Cirrhosis – a long-term chronic liver disease – is when a scar tissue replaces a healthy liver tissue, which stops it from working normally, and commonly caused by alcohol and viral hepatitis B and C.

Liver disease rates are steadily increasing over the years and has been ranked as the fifth most common cause of death according to National statistics in the UK.

CDC state men are more likely to drink excessively than women, and consistently have higher rates of alcohol-related deaths and injuries.

A new study by the British Liver Trust has revealed that liver disease is the biggest cause of death among 35 to 49-year-olds in the UK, ahead of suicide and heart disease.

The research analysed data of deaths in England and Wales and found that in 2017, 998 men and women aged between 35 and 49 died from liver disease, 10% of all deaths in this age group.

It also states liver disease is expected to overtake heart disease as the biggest cause of premature death in the next few years.

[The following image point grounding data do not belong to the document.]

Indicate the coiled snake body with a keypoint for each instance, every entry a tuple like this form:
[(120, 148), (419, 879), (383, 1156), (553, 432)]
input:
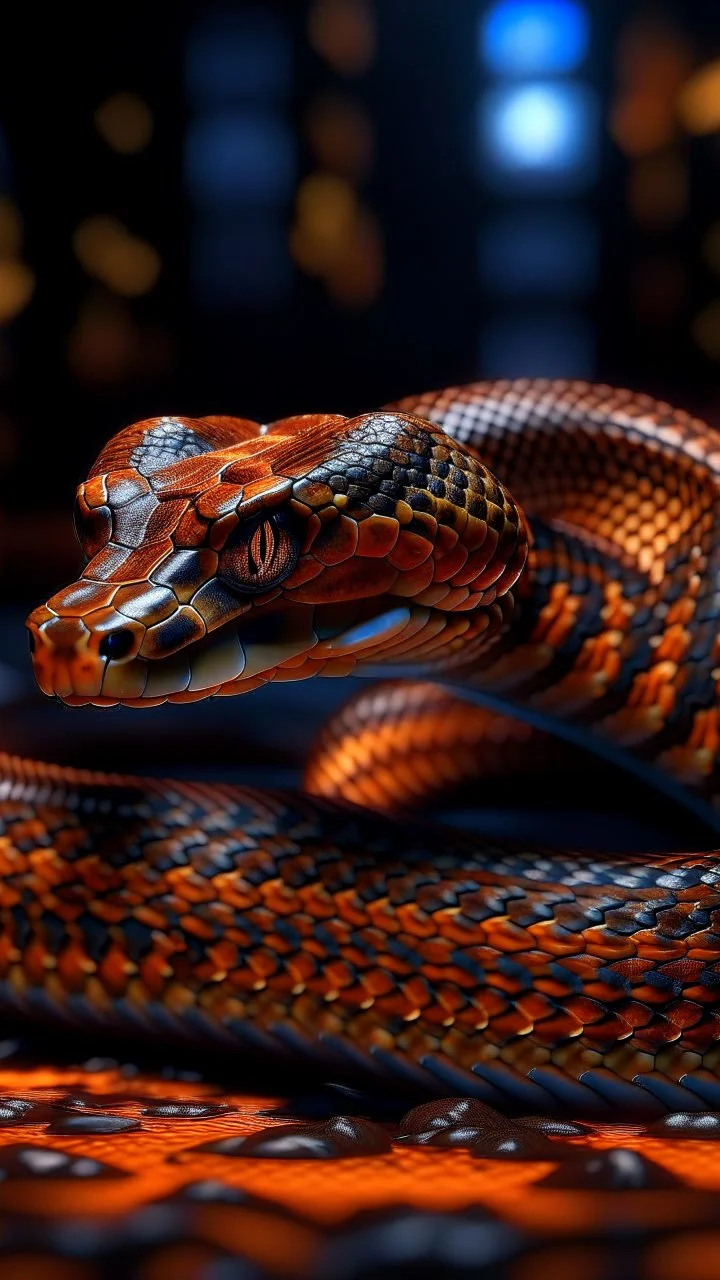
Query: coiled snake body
[(222, 554)]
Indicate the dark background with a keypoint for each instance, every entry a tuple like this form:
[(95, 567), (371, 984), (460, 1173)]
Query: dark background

Furthermore, liver cancer has increased by almost two-thirds in the UK in the past decade, and it’s estimated that one in three people have early-stage non-alcohol-related fatty liver disease.

It’s likely that 20% of these will develop the more serious form which can lead to cirrhosis.

A new way of detecting liver disease before it can become fatal has been developed by a team of scientists at the University of Dundee, Scotland and NHS Tayside, called the Intelligent Liver Function test (iLFT) that led to a 43% increase in the diagnosis of liver disease.

Professor John Dillion, Consultant gastroenterologist and herpetologist, said: “Around 800 people die from liver disease every year in Scotland and the wards are full of liver failure in ways that they just weren’t two decades ago.

“Liver disease is a silent killer, it creeps up on you. So it is crucial that we find a way to detect it earlier and switch off this ticking time bomb.”

Since being launched in NHS Tayside in June last year, more than 2,500 patients have been tested, with 30% showing abnormal results.

Prof Dillion added: “We’ve been predicting that a liver failure epidemic has been coming but now we are seeing hard-evidence that it is already here.

“We hope that, with continued tests, people drinking too much or eating high-fructose sugars can make the lifestyle changes now that will reduce the number of those coming into hospital with fatal liver failure in the years to come.”

The results of the team’s work have been published in the Journal of Hepatology this month.

The iLFT tests have now been made standard practice across NHS Tayside and the Scottish Government’s Modern Outpatient Programme is considering the opportunities this might present, with work underway to determine whether there is potential to roll this out more widely across the country.